Du charme éphémère de la cause au plaisir durable de la raison
Le bac et le jardin
Compost est une installation sonore interactive. Elle est constituée principalement de deux espaces de diffusion sonore: le « bac » et le « jardin ».
En ouvrant le bac, on voit des déchets technologiques entassés et on entend une texture sonore assez dense. A la manière d'un compost de jardin, on trouve des parties d'objets domestiques (récupérées dans les rues de la ville), principalement des haut-parleurs disposés aléatoirement, entremêlés à des câbles, à des circuits électroniques, et à quelques morceaux de plastique cassés. Lorsqu'on ferme le bac, on « ouvre » le jardin qui est constitué de tiges métalliques sur lesquelles sont accrochées des fleurs: les haut-parleurs. La densité de la composition est alors mise en valeur par cette ouverture de l'espace. Par la suite, le visiteur est invité à parcourir l'installation et à s'assoir, s'il le souhaite, pour écouter la composition.
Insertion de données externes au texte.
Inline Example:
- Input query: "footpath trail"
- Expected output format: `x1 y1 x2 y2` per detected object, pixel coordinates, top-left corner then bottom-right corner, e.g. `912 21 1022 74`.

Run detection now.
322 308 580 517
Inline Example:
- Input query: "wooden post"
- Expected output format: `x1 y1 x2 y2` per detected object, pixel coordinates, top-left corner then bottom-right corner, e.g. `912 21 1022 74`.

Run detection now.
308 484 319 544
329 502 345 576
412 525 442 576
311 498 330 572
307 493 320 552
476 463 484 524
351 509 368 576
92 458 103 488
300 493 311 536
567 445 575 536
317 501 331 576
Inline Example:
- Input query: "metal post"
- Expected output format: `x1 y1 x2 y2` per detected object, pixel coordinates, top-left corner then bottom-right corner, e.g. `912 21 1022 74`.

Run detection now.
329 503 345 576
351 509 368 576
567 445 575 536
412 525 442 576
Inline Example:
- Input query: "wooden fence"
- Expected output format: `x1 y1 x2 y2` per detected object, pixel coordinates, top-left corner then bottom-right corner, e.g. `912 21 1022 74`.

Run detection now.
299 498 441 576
La durée de la composition est variable, elle dépend de l'approche du visiteur. La diffusion du son dans le jardin s'arrête lorsque le bac est ouvert à nouveau. Si on ne l'ouvre pas, la diffusion s'arrête après environ 12'.
Du point de vue de la composition proprement dite, on n'écoutera pas les fondamentaux classiques, ses mesures et ses proportions harmoniques mais, tout comme lorsqu'on observe la nature dans ses moindres détails, l'aspect granulaire et singulier du son et ses rapports à échelles multiples.
Au-delà du paradigme causal
Dans son sens étroit, lié au paradigme causal, on peut dire que l'aspect interactif de cette installation réside en la possibilité de passer d'un espace de diffusion à l'autre en ouvrant et en fermant le bac et le jardin. Bien que la participation physique du visiteur reste limitée à ce geste simple, c'est sur la composition (autant sonore que plastique) que l'oeuvre sollicite notre attention. On peut penser alors à un sens de l'interaction plus large, plus en lien avec nos langages, nos manières de percevoir et d'agir. De ce point de vue, Compost est, si on peut le formuler ainsi, une proposition écologique. Mais non, (ou non seulement), parce que les déchets technologiques ont retrouvé une nouvelle vie, mais surtout parce qu'il y a un autre passage, celui qui va du charme immédiat de la cause au plaisir durable de la raison.
Idée de départ et motivation
Le premier modèle de Compost a été conçu spécialement pour la rencontre « Composition musicale et jardins » 2012, organisée par le Centre de Documentation de la Musique Contemporaine (CDMC), à Paris, lequel a retenu le dossier. La composition musicale définitive et le montage de l'installation ont été pour le Festival Archipel 2013.
En cherchant autre chose que l'aspect apaisé et isolé souvent associé au jardin, j'ai trouvé dans l'idée du compostage (véritable armée de micro-organismes au travail diront les experts), une autre image de la nature, plus rude, mais non moins réelle pour autant. D'autre part, s'agissant de déchets technologiques (récupérés dans les rues de la ville), je veux garder un lien (non sans critiques bien entendu) avec notre manière de vivre actuelle.